Category: Foodie Fodder, Recipography

One fruit has definitely been associated with breakfast more often than even the ever-popular orange. And that is the grapefruit.

And so, not to belittle its brethren, but we think orange, lemon and lime got together and decided to let grapefruit have breakfast (probably because they knew any self-respecting grapefruit could kick the pith out of them any day of the week).

However it came about, grapefruit (white and pink) has graced the American breakfast table in juice or whole form as far back as anyone alive can recall.  Now, though you may already enjoy your grapefruit with a sprinkle of sugar, you probably haven’t tried it with one of Michigan’s own natural sweeteners, maple syrup.

Pink Grapefruit & Spring Greens Salad With Maple Teriyaki Dressing

Serves 4

1 Package Nino’s Spring Mix Greens
1 -2 Pink Grapefruit/s, Peeled and Segmented (Save the Juices.)
¼ Cup Teriyaki Sauce
¼ Cup Pure Michigan Maple Syrup
2 TBSP Sesame Oil
1 Green Onion, Chopped
¼ Cup Red Bell Pepper, Cut in 1” Matchsticks
1 TBSP Fresh Ginger, Finely Mashed or Pureed
2 TBSPS Cilantro Leaves, Chopped (Optional)
To Taste Salt & Black Pepper

To Make:

Segment grapefruit. Reserve juice separately in a medium-sized bowl.

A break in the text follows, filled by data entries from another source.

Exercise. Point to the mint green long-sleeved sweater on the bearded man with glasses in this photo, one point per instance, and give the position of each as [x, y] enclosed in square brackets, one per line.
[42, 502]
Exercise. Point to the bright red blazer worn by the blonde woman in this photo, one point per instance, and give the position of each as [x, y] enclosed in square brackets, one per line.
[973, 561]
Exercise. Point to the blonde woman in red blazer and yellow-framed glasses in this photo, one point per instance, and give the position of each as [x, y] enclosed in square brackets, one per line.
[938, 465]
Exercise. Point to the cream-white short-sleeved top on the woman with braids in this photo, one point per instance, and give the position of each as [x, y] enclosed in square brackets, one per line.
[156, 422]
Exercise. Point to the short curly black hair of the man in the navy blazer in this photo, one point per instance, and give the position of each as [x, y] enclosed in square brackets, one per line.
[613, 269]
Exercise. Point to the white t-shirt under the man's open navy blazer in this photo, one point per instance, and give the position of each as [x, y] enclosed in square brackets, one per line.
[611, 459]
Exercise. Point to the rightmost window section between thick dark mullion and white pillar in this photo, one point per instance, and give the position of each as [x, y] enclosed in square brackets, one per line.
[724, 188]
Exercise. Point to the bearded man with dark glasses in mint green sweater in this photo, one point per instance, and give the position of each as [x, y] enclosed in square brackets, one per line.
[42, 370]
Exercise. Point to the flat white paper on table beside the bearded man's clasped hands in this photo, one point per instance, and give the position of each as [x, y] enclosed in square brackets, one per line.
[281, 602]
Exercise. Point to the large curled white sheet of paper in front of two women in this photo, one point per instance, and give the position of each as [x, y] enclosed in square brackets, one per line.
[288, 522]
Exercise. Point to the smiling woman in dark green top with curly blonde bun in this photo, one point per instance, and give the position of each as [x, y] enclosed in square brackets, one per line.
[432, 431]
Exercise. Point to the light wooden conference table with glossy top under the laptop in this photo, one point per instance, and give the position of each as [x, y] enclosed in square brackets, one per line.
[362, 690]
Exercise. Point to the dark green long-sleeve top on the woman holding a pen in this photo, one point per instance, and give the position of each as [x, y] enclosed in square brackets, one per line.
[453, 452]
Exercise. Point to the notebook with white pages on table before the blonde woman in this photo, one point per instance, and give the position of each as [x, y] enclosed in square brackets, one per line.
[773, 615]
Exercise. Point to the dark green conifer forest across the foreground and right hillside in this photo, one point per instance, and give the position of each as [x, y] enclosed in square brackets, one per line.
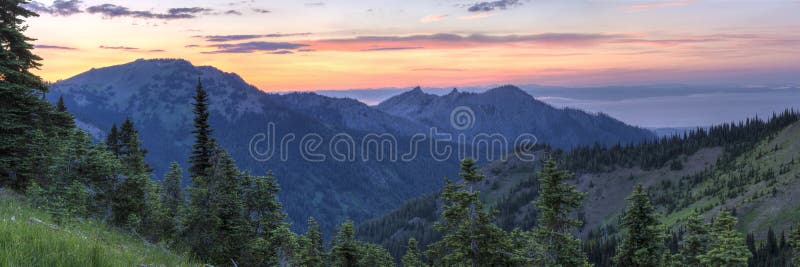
[228, 217]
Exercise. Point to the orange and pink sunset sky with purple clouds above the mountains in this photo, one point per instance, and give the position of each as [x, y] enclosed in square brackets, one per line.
[329, 44]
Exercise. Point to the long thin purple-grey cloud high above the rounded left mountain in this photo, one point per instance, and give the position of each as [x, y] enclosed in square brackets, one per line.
[114, 11]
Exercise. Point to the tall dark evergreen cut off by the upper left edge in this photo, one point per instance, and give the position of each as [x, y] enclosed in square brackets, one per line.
[22, 111]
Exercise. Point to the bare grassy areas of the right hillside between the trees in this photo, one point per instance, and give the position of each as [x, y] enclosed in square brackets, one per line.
[606, 193]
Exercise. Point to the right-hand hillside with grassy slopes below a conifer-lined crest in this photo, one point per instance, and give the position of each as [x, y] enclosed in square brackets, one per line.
[755, 176]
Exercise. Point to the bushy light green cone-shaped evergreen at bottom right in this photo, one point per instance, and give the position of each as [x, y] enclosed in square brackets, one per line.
[727, 246]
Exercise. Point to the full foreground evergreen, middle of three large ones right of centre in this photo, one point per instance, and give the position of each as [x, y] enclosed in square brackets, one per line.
[557, 199]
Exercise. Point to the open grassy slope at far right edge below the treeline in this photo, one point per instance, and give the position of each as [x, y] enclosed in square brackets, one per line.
[760, 204]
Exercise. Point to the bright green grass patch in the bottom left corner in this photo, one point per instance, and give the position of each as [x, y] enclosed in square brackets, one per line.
[26, 242]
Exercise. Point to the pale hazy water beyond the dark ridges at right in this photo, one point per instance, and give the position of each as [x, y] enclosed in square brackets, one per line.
[685, 111]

Hopefully you’ll have about a quarter cup of juices to help make your dressing.

To the grapefruit juices, add the teriyaki sauce, sesame oil, maple syrup, green onion, red bell pepper, ginger and cilantro leaves. Whisk together well & season with salt and pepper.
In a larger serving bowl, toss together the Spring Mix Greens and the grapefruit segments. Then dress with your Maple Teriyaki Dressing.

Serve.

Don’t think grapefruit isn’t equally at home in entrée dishes. Chefs know that acids are JUST as critical in balancing the tastes of dressings as they are in marinades and finishing glazes, which, like oranges and grapefruits, are close relatives.

You can make a GREAT (and popular) glaze for chicken and meaty fish, like swordfish, mahi-mahi and tuna, from grapefruit.

Here’s ours:

Grapefruit Glaze for Chicken & Fish

Makes about 1 Cup

1 TBSP Garlic, Fresh, Minced
1 tsp Grapefruit Zest
½ Cup Grapefruit Juice (Usually Takes 1 Grapefruit)
1 TBSP Canola or Vegetable Oil
2 TBSP Honey
To Taste Salt & Ground Black Pepper
4 Chicken Breasts or Medium-Sized Fish Fillets

To Make:

In a small bowl, combine the garlic, grapefruit zest, grapefruit juice, oil, honey, salt, and pepper. (Optionally, if you like a little zing, add a TBSP of Sriracha sauce!

Grill the chicken breasts or fish over moderately high heat, brushing frequently with this glaze, for 5 to 10 minutes. Turn and cook, brushing with more glaze, until the food is cooked through.

In a small, stainless-steel saucepan, bring the remaining glaze to a boil. Simmer for a couple of minutes, and then remove and pour over your completed dish.